Digital Threats During Armed Conflicts


The International Committee of the Red Cross (ICRC) has launched its Final Report of the ICRC Global Advisory Board on Digital Threats During Armed Conflicts, outlining 25 recommendations for belligerents, states, tech companies, hacktivist groups and humanitarian organisations.

The timely report is the culmination of two years of work from an esteemed and diverse global advisory group consisting of experts and leaders across the geopolitical spectrum, including from the United States, Russia, China, South Africa, India and Australia.

The global advisory board represents legal, military, policy, technology and security perspectives to establish 25 recommendations to act as concrete steps to protect civilians from digital threats during armed conflict.

Professor Johanna Weaver the sole representative from Australia and founding director of the Tech Policy Design Centre at the Australian National University, is a member of the ICRC’s global advisory board and draws on her experience as Australia’s Independent Expert Chief Cyber Negotiator at the United Nations.

“We are increasingly seeing digital operations as common features of armed conflict. These digital operations are having a direct physical impact on people; for example, malware targeting and shutting down electricity, communications or water infrastructure. I became involved in the ICRC following my work at the United Nations where Australia took a leading role in negotiations that culminated in recognition that existing laws of war apply in cyberspace – a position endorsed by the US, Russia and China and every country at the United Nations. That agreement was momentous, but it was a first step. At the time, we recognised that further study was required – and that is exactly what the ICRC report released today has done. Working with brilliant minds from around the world – all committed to protecting civilians during conflict – to develop this report and outline actionable items was an incredibly rewarding experience.”

In a Keynote address at Singapore International Cyber Week this week Professor Weaver underscored that the ICRC Board, “Based our work on the international consensus is that the established principles and rules of International Humanitarian Law – or the Laws of War – apply to all forms of warfare and all kinds of weapons be they knew or old digital or physical.”

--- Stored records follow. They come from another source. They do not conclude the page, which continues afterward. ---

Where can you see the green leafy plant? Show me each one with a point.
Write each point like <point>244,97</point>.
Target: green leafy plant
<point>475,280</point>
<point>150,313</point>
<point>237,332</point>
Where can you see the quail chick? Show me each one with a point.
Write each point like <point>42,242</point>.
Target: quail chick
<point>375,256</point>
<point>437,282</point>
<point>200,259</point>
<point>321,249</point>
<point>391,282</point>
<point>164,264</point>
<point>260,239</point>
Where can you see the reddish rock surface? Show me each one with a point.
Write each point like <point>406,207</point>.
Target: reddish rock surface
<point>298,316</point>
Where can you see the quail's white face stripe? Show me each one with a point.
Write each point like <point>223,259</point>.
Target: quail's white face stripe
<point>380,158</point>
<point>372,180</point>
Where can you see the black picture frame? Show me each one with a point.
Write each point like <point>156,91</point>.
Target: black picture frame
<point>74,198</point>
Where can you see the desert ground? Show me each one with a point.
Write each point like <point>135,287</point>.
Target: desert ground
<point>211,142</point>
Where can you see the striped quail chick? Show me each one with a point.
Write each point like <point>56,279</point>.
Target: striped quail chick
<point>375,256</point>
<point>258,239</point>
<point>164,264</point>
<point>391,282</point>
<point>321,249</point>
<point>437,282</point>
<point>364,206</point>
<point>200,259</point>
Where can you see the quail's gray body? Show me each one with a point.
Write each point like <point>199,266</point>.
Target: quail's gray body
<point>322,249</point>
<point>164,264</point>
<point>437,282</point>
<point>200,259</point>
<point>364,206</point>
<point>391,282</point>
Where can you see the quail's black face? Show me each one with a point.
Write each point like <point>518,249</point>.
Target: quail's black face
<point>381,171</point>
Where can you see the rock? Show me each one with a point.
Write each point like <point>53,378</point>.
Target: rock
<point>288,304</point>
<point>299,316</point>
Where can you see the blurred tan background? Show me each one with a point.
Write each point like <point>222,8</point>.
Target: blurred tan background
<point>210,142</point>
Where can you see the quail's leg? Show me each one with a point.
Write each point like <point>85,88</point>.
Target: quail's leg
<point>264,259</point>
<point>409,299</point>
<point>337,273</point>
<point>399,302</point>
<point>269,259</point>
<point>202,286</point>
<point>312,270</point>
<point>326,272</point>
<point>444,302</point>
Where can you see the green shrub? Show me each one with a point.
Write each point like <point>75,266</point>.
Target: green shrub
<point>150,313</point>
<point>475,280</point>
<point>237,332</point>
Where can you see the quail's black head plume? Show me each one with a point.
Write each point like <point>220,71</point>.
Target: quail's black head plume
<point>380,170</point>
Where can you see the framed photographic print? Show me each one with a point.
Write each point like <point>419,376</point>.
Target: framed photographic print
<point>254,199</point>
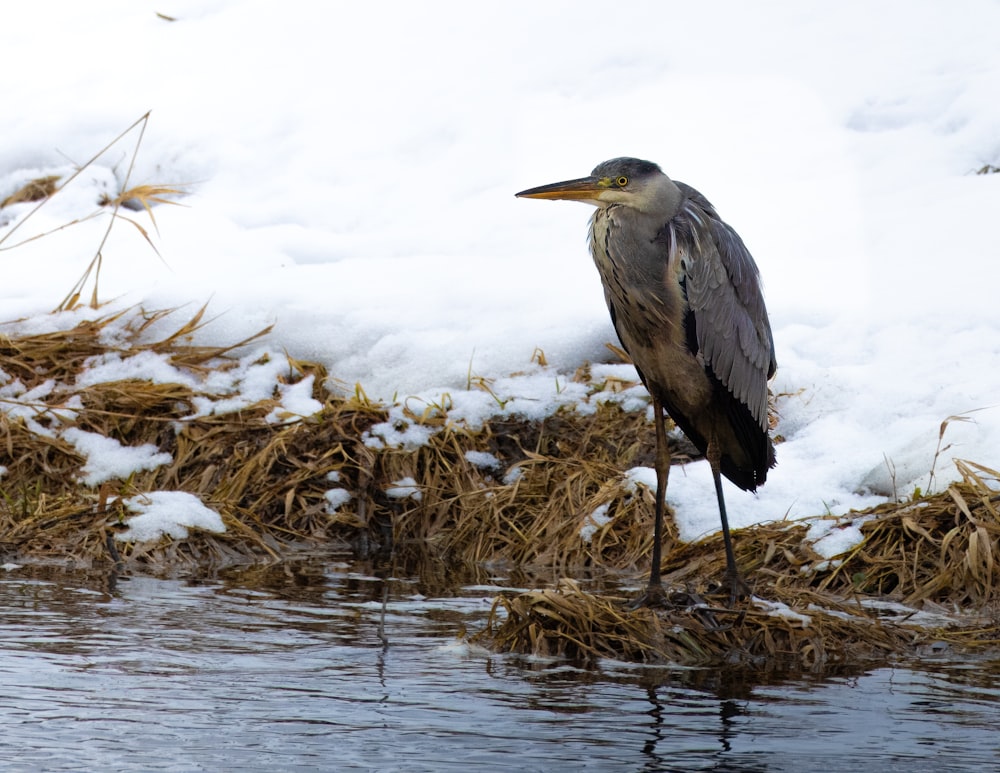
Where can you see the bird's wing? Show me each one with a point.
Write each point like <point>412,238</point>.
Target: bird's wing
<point>733,332</point>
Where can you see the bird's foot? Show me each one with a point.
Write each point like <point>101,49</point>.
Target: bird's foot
<point>738,589</point>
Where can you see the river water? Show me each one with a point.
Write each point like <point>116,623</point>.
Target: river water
<point>299,668</point>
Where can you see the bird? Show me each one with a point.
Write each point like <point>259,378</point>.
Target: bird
<point>687,303</point>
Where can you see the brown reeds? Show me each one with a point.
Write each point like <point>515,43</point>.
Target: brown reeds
<point>551,497</point>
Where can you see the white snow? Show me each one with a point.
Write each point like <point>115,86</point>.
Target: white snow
<point>404,488</point>
<point>335,498</point>
<point>595,521</point>
<point>351,173</point>
<point>169,513</point>
<point>107,459</point>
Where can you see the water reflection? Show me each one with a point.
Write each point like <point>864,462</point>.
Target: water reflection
<point>335,664</point>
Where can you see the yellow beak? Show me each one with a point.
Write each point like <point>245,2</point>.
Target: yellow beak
<point>583,189</point>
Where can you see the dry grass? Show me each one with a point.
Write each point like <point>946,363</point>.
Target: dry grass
<point>268,481</point>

There are four guiding principles underline the ICRC Board’s recommendations including;

  1. Digital space is not a lawless space, including during armed conflict.
  2. Protecting civilians from digital threats requires investment in legislation, policies and procedures.
  3. Political and military leaders should focus on protecting civilians.

“In light of recent and ongoing global events, there has never been a more urgent time for a coordinated, international approach to preventing and mitigating digital threats in times of conflict. From events unfolding in Ukraine, Myanmar, Israel and Gaza, underpinning our international humanitarian legal obligations in a digital space is imperative,” Ms Weaver said.

“Concerningly, we have seen is an increasing number of civilians – including hacktivist groups and private sector companies – participating in armed conflict through digital operations. The report released today contains several recommendations for hacktivist groups, tech companies and states to deepen understanding and adherence to the laws of war (recommendations 5,9 and 16)”.

The report is complemented by the ICRC’s recent publication of ‘8 Rules for Hackers in War, and 4 Obligations of States to Restrain Them’, which provoked an unprecedented response from Killnet (pro-Russian hacktivist group) and the IT Army of Ukraine – with each group confirming that they would follow the 8 rules for hackers in war.

“The laws of war recognise that, even during conflict, when humans are at the worst, there are limits on the way in which harm can be inflicted on the enemy. The UN agreement, the ICRC reports, and the responses from various groups are important demonstrations that these limitations apply equally to cyber and digital operations as they do kinetic operations. This represents a significant step forward in the protection of civilians and the modernisation of the rules of war.”

“Other recommendations in the ICRC report span building resilience against harmful information, upholding the right to freedom of expression, and the protection of journalists (recommendation 8), to tech companies developing products with “safety by design” and maintaining a high level of “cyber hygiene” (recommendation 7) along with segmenting data and communications infrastructure provided for military purposes from civilian ones (recommendation 17).”

“We also have a set of recommendations focused on increasing the collaboration of states, tech companies and humanitarian organisations to work together to protect civilians during times of conflict.”

The ICRC works to protect and assist people affected by armed conflict and other situations of violence – this report is a call to action for belligerents, states, tech companies and humanitarian organisations to support their work.

“With the publication of our report and recommendations, it is now on decision-makers in governments and the private sector to welcome our recommendations and take concrete measures to protect civilians from digital harm.” Professor Weaver said.